2025 ICCV ICCV 2025

Learning Separable Fine-Grained Representation via Dendrogram Construction from Coarse Labels for Fine-grained Visual Recognition

Abstract

Learning fine-grained representations from coarse labels for fine-grained visual recognition (FGVR) is a challenging yet valuable task, as it alleviates the reliance on labor-intensive fine-grained annotations. Early approaches focused primarily on minimizing intra-fine-grained-class variation but overlooked inter-fine-grained-class separability, resulting in limited FGVR performance. Subsequent studies employed a top-down paradigm to enhance separability via deep clustering, yet these methods require predefining the number of fine-grained classes, which is often impractical to obtain. Here, we introduce a bottom-up learning paradigm that constructs a hierarchical dendrogram by iteratively merging similar instances/clusters, inferring higher-level semantics from lowest-level instances without predefining class numbers.
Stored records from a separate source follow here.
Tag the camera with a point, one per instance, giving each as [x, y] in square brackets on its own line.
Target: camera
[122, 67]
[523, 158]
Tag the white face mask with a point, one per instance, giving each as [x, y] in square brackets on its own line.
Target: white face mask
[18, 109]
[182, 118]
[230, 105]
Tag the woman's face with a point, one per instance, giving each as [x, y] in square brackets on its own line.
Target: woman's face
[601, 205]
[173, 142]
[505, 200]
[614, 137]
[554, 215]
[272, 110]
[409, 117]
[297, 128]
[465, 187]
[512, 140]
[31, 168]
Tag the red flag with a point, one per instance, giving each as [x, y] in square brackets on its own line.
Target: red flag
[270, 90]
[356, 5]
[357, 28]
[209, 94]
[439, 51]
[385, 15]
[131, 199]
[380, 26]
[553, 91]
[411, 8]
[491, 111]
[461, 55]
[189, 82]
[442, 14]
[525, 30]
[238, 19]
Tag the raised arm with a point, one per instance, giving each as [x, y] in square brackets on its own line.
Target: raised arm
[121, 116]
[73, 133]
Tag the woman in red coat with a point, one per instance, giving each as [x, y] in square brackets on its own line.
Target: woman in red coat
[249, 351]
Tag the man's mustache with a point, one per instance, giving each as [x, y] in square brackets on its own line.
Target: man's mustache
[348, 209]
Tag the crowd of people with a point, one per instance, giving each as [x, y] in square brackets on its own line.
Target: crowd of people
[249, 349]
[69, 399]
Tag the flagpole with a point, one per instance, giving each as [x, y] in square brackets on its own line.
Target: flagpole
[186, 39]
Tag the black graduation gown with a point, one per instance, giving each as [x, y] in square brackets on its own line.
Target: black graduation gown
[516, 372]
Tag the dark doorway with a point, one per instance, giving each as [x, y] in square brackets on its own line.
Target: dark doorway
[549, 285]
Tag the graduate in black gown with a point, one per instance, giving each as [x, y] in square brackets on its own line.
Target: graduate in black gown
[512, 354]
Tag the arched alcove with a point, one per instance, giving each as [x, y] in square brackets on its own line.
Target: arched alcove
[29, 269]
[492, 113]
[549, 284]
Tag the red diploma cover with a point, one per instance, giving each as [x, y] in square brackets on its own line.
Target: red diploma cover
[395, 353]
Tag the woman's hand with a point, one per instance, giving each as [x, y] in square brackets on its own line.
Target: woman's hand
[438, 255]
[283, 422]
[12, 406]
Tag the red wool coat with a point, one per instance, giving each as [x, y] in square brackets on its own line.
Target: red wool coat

Leveraging this, we propose BuCSFR, a novel method that integrates a Bottom-up Construction (BuC) module to build the dendrogram based on a minimal information loss criterion, and a Separable Fine-grained Representation (SFR) module that treats dendrogram nodes as pseudo-labels to ensure representation separability. The synergistic interaction between these modules enables iterative enhancement, grounded theoretically in the Expectation-Maximization (EM) framework. Extensive experiments on five benchmark datasets demonstrate the superiority of our approach, showcasing its effectiveness in learning separable representations for FGVR. The source code is available at: https://github.com/BeCarefulOfYournaoke/BuCSFR.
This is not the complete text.